Le paysage politique syrien poursuit sa mutation après la fin de l’ère du parti Baas. Dans ce contexte de transition, les échanges s’accélèrent entre Damas et ses partenaires européens pour redéfinir leurs relations bilatérales et traiter les dossiers humanitaires urgents.
Selon les informations rapportées par l’agence Anadolu, le ministre syrien des Affaires étrangères, Asaad al-Chaibani, s’est entretenu jeudi avec une délégation de l’Union européenne. Cette mission diplomatique était conduite par Rosamaria Gili, directrice pour le Moyen-Orient et l’Afrique du Nord au Service européen pour l’action extérieure.

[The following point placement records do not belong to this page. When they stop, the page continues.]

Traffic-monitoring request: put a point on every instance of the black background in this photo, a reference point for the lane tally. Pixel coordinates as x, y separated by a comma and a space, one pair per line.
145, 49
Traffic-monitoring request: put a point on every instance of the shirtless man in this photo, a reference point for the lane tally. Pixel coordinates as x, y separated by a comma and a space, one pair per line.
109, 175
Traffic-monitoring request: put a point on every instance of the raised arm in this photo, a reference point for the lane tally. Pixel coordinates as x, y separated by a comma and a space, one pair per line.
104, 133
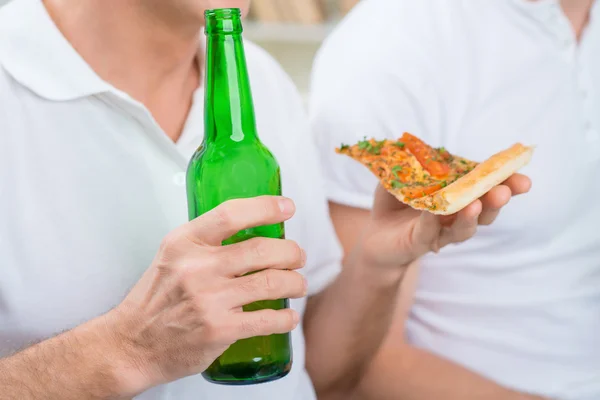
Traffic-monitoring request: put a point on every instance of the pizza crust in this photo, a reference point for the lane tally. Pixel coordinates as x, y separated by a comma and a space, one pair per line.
476, 183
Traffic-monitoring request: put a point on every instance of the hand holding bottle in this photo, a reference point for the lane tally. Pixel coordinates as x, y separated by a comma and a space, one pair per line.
187, 308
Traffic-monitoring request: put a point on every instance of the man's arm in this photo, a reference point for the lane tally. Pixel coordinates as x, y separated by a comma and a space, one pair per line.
84, 363
400, 371
178, 318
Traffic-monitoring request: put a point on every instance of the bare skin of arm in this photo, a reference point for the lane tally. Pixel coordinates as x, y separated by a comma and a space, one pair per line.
400, 371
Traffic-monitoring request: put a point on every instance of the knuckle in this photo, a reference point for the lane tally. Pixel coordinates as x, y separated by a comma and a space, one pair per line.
270, 207
223, 216
252, 327
171, 242
213, 258
259, 248
270, 280
296, 252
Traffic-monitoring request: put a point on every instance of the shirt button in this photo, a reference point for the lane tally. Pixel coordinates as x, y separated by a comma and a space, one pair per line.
179, 179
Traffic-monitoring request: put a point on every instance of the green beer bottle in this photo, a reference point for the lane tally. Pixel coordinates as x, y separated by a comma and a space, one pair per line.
232, 163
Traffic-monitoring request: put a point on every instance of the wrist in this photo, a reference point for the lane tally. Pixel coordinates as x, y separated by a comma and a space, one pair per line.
126, 366
382, 253
372, 270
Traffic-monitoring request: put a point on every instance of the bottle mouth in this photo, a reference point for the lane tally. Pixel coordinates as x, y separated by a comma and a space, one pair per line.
223, 20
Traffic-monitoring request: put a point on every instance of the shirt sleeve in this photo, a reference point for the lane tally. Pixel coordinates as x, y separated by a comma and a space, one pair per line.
363, 87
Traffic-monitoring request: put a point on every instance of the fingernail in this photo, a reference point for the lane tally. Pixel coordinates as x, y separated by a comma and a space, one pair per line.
305, 286
303, 257
286, 206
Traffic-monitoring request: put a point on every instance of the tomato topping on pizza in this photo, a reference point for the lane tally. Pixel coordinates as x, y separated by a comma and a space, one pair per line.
420, 175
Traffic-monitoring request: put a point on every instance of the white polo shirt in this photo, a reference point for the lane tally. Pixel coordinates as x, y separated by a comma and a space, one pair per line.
520, 303
90, 184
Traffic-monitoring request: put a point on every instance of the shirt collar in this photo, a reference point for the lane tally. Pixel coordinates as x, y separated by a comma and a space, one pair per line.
36, 54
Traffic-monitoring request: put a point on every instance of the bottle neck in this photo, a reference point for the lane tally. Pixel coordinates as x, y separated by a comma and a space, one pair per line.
229, 108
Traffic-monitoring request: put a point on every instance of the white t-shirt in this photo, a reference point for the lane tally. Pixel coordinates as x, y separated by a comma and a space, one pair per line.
90, 184
520, 303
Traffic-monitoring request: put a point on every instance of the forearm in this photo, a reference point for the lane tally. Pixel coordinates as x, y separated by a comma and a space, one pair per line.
345, 325
78, 364
404, 372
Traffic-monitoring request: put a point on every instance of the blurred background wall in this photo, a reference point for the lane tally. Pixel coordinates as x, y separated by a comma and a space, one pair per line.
292, 31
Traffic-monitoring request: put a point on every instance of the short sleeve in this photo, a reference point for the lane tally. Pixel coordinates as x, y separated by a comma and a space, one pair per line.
360, 88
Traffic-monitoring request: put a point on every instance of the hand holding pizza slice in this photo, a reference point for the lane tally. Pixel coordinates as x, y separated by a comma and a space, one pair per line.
429, 198
432, 179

Lors de cette rencontre, la partie européenne a signifié son appui aux initiatives de la nouvelle administration. Le ministère syrien des Affaires étrangères a précisé que le niveau de représentation diplomatique de la mission de l’UE à Damas pourrait être revu à la hausse prochainement. Des accords antérieurs sont également susceptibles d’être réactivés, marquant une étape vers la réintégration progressive de la Syrie sur la scène internationale.
Le dossier des réfugiés a constitué un axe central des discussions. Les deux délégations ont convenu de la nécessité d’organiser des retours sûrs, ordonnés et durables. Pour encadrer cette dynamique, la création d’un comité conjoint a été proposée. Cette instance aura pour mandat de superviser le processus et de garantir des conditions de rapatriement dignes.
Cette évolution intervient alors que la nouvelle administration transitoire, dirigée par Ahmed al-Charaa depuis janvier 2025 à la suite du départ de Bachar al-Assad vers la Russie fin 2024, anticipe le retour d’une majorité de Syriens de l’étranger d’ici deux ans.
Les échanges ont par ailleurs permis de passer en revue les actions récentes du gouvernement syrien, incluant les efforts d’unification du territoire, les processus d’intégration, l’activation des mécanismes de justice transitionnelle et la récupération des avoirs. Les discussions se sont achevées sur les perspectives de reconstruction du pays, avec l’éventualité d’une implication future des institutions financières et bancaires européennes.